Psychology and neurobiology of simple decisions (Fragment)

Philip L. Smith1 and Roger Ratcliff2

 

1Department of Psychology, University of Melbourne, Victoria, 3010, Australia

2Department of Psychology, Ohio State University, 1885 Neil Avenue, Columbus, OH 43210, USA

 

Patterns of neural firing linked to eye movement decisions show that behavioral decisions are predicted by the differential firing rates of cells coding selected and nonselected stimulus alternatives. These results can be interpreted using models developed in mathematical psychology to model behavioral decisions. Current models assume that decisions are made by accumulating noisy stimulus information until sufficient information for a response is obtained. Here, the models, and the techniques used to test them against response-time distribution and accuracy data, are described. Such models provide a quantitative link between the time-course of behavioral decisions and the growth of stimulus information in neural firing data. The question of how two-alternative decisions are made is an important one for neuroscience and psychology alike because of the pivotal role played by decision making in translating perception and cognition into action. This translation brings encoded stimulus information into contact with the behavioral intention of the decision maker to produce a goal-directed act. Psychology has a long history of decision-making research that has resulted in detailed mathematical models of underlying processes [1,2] but only recently has it become possible to observe the neural correlates of these processes directly in awake behaving monkeys. To study processes involved in simple two-choice decisions, neuroscientists have used an analog of the two-choice response-time (RT) task from psychology, in which monkeys make saccadic eye movements to indicate their decisions about visual stimuli. Recordings from cells in premotor areas of the frontal lobe and the posterior parietal cortex have shown that the time-course of activity in these cells corresponds well with that of behavioral eye movement decisions [3–7]. This article describes how these developments are leading psychologists and neuroscientists to converge at a common view of the underlying mechanisms. As a result, it could soon be possible to explain behavioral data and single-cell firing data with the same class of mathematical models.

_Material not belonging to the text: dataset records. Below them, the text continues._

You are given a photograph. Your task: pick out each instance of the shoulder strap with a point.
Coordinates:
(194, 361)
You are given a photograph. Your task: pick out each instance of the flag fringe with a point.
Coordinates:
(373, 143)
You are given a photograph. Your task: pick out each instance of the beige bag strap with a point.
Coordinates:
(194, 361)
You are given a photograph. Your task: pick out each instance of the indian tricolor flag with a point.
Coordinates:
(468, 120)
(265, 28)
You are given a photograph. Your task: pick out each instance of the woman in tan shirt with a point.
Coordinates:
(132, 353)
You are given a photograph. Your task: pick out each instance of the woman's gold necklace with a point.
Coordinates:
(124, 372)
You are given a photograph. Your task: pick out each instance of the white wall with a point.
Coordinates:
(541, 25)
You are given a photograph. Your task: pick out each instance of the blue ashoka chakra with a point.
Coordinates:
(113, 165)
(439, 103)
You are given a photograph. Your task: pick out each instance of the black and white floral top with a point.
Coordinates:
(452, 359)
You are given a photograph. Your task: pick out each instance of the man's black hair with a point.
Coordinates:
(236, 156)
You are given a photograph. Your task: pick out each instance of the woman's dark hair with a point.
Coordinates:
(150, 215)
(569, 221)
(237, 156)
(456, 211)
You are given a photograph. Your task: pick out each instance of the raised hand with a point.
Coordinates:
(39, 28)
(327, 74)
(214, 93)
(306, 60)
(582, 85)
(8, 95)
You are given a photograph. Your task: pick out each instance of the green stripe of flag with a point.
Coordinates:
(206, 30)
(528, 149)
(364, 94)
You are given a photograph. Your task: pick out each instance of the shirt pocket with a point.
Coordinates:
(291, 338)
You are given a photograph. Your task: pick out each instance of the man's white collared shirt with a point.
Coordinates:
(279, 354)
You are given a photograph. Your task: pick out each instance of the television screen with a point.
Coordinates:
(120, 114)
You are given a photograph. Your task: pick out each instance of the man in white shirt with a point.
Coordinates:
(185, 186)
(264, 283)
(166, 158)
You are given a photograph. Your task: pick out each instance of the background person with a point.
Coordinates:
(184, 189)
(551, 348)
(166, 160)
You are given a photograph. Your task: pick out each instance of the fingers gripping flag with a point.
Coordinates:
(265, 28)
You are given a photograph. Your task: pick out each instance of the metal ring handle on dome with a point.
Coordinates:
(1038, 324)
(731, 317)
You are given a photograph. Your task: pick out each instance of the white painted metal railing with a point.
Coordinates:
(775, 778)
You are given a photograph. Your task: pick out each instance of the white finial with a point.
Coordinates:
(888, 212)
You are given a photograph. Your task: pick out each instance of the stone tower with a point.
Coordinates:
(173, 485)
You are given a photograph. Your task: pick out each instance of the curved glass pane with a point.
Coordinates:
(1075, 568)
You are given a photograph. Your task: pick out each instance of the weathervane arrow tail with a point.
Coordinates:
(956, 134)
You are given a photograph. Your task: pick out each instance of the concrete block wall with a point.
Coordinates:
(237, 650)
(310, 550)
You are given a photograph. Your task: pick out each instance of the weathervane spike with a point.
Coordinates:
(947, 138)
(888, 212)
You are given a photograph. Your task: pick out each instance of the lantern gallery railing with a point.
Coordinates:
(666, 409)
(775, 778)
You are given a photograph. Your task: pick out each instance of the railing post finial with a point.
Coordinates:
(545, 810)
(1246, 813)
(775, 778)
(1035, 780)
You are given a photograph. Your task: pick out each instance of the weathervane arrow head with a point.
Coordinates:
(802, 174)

Neural correlates of simple two-choice decisions

Neural activity linked to eye movement decisions has been recorded in several visual tasks (Figure 1) from oculomotor areas including the middle temporal area (MT), the lateral interparietal area (LIP) in extrastriate cortex [8], the frontal eye field (FEF) [9–11], and the superior colliculus (SC) [12–14]. These structures are part of the circuit that controls saccadic eye movements to behaviorally salient targets [3].

From neurons to sequential-sampling models

The picture that emerges from these findings is strikingly consistent with statistical decision models that have been developed during the past 40 years in mathematical psychology. Two broad classes of model have been developed that apply to different kinds of decisions. One class, of sequential-sampling models, applies to speeded decisions in perceptual and memory tasks [1,21]. These decisions are typically made within a second or so. A second class, based on economic concepts of expected utility, applies to complex decisions among differently valued alternatives [2]. Both have been linked to recent neurobiological findings but only the former is discussed here. The link between neurobiology and utility-based decision theories is discussed in Refs [7,22].